Jerome Powell might have some explaining to do.

The Federal Reserve meets Tuesday and Wednesday in Washington and the gathering will be followed by fresh economic projections and a press conference with Chairman Powell. While the news will likely be an expected interest-rate increase, the Fed has plenty of topics to dissect -- from a falling unemployment rate to emerging-market pain.

Powell and his colleagues could shed light on these five longer-run policy themes.

1. Hot in here?
The labor market is running hot, so a job market discussion is sure to be on the Fed’s agenda. The committee’s 2018 unemployment projection is probably destined for a revision, since it places joblessness at 3.8 percent by the end of the year and the data hit that level in May. But more interesting is whether officials will cut their longer-run unemployment estimate -- now at 4.5 percent -- and how they explain any change.

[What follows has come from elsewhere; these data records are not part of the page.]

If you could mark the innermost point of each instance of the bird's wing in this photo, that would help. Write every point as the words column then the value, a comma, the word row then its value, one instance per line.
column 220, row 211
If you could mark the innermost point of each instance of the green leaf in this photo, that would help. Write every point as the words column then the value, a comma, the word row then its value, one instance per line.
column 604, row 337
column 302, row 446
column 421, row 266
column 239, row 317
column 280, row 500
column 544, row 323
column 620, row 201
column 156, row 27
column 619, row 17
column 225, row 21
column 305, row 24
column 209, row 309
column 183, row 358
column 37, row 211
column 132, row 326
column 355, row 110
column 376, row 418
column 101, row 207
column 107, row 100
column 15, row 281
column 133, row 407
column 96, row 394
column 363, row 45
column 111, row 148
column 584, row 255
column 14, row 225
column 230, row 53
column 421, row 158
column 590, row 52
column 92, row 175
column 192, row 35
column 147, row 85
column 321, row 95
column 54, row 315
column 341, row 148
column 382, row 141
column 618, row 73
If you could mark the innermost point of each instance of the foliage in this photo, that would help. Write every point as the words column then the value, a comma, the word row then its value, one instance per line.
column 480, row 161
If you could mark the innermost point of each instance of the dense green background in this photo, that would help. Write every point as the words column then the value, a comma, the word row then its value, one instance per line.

The Fed says unemployment is already running below the level that can be sustained in the longer run, but wages are crawling higher rather than taking off. What’s more, job growth hasn’t slowed down as much as you might expect in an economy with a big worker shortage.

Those developments could push the Fed to revise down that longer-run jobless rate, signaling the labor market is not as hot as expected with unemployment this low. More people working means the economy has more capacity to grow. If the effect is big enough, it could even mean interest rates can rise higher before choking off growth.

On the other hand, if the longer-run jobless estimate doesn’t come down, that would signal that the Fed sees an economy well on its way toward overheating. Translation: either more rate hikes or higher inflation could be in train.

2. Knocking on neutral?
Any details on the coming shift from easy to tight monetary policy will definitely draw attention.

Officials in March expected to cross that threshold in 2020, when their median estimate saw rates reaching 3.4 percent. That lies two quarter-point hikes above the 2.9 percent they estimate as the longer-run neutral level -- the one that will neither support nor slow growth. Powell acknowledged back in March that such a policy path would be modestly restrictive, but added that out-year estimates are “highly uncertain.”

Fed officials remain split. Governor Lael Brainard said in a May 31 speech that “it seems likely that the neutral rate could rise in the medium term above its longer-run value.” In short, the Fed could boost rates above long-run neutral without intentionally curbing growth. John Williams, the San Francisco Fed president, has made it clear that he’s OK with moving into actually tight territory. On the other side of the debate, presidents Robert Kaplan, Raphael Bostic and Patrick Harker have urged caution.